Crimen sin castigo

La historia del hundimiento y expolio de Caja Madrid cada vez recuerda más a una de esas sagas familiares tan queridas por la narrativa del siglo XIX. En la frase de obertura de Ana Karenina, Tolstoi escribió: “Todas las familias felices se parecen, pero las desgraciadas lo son cada una a su manera”. La cúpula de Caja Madrid, con sus presidentes y directivos muchimillonarios, sus cenas pantagruélicas, sus trajes y sus hotelazos, formaba una familia enorme, estupenda y bien avenida, a pesar de las pequeñas diferencias ideológicas. Entre ellos estaban, además de Ildefonso Sánchez Barcoj, Miguel Blesa y Ricardo Morado (cuyo apellido lo dice todo), José Antonio Moral Santín, de Izquierda Unida, en cuya cuenta de gastos aparecen 456.500 euros, casi 20.000 más que el propio Blesa.

Al otro lado de la ventanilla, las miles y miles de familias que fueron saqueadas, hipotecadas, abusadas y exprimidas, cada una a su manera. Este naufragio múltiple y diverso es el que forma la gran novela de Caja Madrid, esos Episodios Nacionales repletos de cifras en la lista del paro, nuevos pobres, mendigos recién estrenados, muchedumbres en la cola de los comedores sociales, familias expulsadas a la puta calle, suicidas que se arrojan por el balcón o que se ahorcan en silencio para dejar sitio.
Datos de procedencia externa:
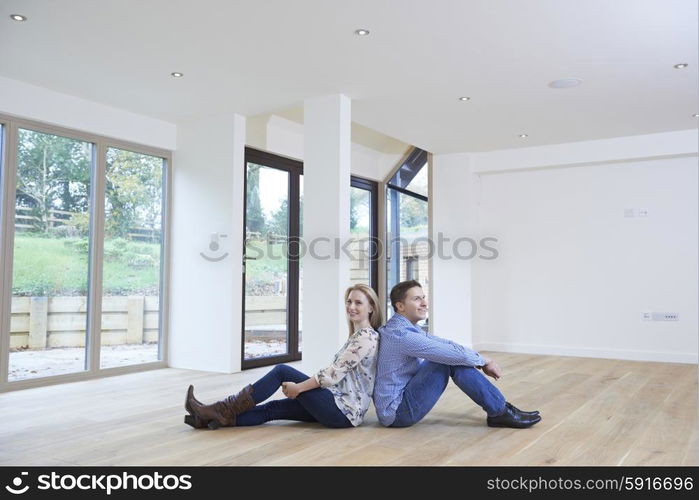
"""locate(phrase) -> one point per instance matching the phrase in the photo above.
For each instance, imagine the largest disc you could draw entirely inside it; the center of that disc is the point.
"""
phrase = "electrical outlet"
(662, 316)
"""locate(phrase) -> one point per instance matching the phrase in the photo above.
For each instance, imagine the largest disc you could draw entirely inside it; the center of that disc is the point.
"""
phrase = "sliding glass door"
(83, 246)
(133, 249)
(50, 267)
(271, 277)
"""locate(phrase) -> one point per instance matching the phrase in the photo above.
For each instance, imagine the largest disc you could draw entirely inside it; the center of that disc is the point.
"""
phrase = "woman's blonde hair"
(376, 316)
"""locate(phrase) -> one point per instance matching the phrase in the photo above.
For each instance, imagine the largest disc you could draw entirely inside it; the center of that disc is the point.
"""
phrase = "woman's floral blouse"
(351, 376)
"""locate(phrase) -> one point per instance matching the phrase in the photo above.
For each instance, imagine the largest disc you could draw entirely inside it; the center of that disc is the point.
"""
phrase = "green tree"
(133, 192)
(254, 217)
(53, 173)
(279, 222)
(413, 212)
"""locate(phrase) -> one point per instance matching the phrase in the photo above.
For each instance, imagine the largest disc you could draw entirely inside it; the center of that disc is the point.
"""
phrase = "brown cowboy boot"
(220, 413)
(191, 419)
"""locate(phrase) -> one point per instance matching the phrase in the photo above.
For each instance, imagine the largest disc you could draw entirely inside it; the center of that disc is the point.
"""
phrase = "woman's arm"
(361, 345)
(291, 389)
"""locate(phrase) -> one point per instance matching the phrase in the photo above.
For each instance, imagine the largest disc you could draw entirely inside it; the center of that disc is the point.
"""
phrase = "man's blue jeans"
(316, 405)
(428, 384)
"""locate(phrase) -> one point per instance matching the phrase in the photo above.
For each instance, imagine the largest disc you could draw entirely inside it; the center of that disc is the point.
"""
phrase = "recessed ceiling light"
(565, 83)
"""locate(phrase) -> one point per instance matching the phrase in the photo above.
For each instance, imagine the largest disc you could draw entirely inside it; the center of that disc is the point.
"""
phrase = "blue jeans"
(428, 384)
(316, 405)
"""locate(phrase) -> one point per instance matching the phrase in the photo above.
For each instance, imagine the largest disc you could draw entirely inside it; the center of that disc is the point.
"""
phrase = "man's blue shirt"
(401, 347)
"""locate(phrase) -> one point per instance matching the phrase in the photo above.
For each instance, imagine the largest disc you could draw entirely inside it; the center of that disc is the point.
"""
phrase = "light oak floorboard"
(594, 412)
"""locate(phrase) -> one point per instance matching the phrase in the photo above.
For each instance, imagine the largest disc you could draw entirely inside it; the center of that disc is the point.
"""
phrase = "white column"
(453, 200)
(206, 282)
(326, 200)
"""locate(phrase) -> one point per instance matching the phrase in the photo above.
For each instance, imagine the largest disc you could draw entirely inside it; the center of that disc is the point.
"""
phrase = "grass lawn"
(59, 266)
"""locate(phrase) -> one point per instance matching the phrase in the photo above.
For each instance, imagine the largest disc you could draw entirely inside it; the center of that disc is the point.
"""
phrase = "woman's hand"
(291, 389)
(492, 369)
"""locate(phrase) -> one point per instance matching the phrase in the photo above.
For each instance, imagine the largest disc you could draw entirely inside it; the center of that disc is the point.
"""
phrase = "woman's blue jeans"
(316, 405)
(428, 384)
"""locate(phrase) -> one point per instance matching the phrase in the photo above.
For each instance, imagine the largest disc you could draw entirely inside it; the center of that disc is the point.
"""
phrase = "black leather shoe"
(513, 418)
(531, 413)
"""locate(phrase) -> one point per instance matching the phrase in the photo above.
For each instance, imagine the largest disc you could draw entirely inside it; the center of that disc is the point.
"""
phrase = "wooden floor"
(595, 412)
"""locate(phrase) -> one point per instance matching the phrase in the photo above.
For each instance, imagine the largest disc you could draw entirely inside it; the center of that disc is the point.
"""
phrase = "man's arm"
(439, 350)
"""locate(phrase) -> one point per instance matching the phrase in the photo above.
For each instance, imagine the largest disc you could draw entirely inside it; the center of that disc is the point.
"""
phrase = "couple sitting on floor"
(406, 372)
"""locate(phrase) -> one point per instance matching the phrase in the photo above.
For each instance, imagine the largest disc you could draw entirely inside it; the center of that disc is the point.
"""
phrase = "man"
(414, 368)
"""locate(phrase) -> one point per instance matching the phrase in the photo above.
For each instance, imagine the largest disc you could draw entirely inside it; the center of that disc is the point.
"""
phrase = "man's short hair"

Es lógico que los jueces no puedan siquiera hacerse una idea de la magnitud del delito, primero, porque ya advirtió Tolstoi que la felicidad no tiene historia; y segundo, porque, si se ponen a hacer literatura, les puede pasar lo mismo que al juez Elpidio Silva, al que sacaron tarjeta roja por excederse en los límites de la crítica literaria.

La historia suena también a venganza intestina en diferido. De repente, sin saber muy bien cómo, mientras Cañete recordaba que sí, hombre, que había cobrado sobresueldos para formalizar su declaración de bienes ante un tribunal europeo, ha surgido del subsuelo otro chorro de mierda en forma de tarjetas de crédito, una información a destiempo, un flash-back de dinero negro, otro epílogo para una novela nunca escrita. El propio Montoro ha reconocido la filiación familiar de esta inmensa putrefacción con una sentencia dulcemente paterna: “Mas me duele a mí”. Es la frase que decía un padre justo después de meterle una hostia al primogénito querido: “Hijo, más me duele a mí”. Traducida a términos de novela negra, quiere decir que Montoro, el hombre que ahora presume de saber los pecados fiscales de toda la población española (excepto infantas y aledaños), era un alma bendita que no sabía ni por dónde le daba el aire mientras sus amigotes se forraban a costa del erario público durante trece años seguidos. Para escribir esta novela no basta el genio de Tolstoi; hay que recurrir a Dostoievski, un experto en criminales que asesinaban viejas usureras por bondad y en tontos bondadosos que eran idiotas, de tontos y bondadosos que eran. Pueden apostar lo que quieran sobre qué ocurrirá en los próximos capítulos, pero el título se va quedar como está: Crimen sin castigo.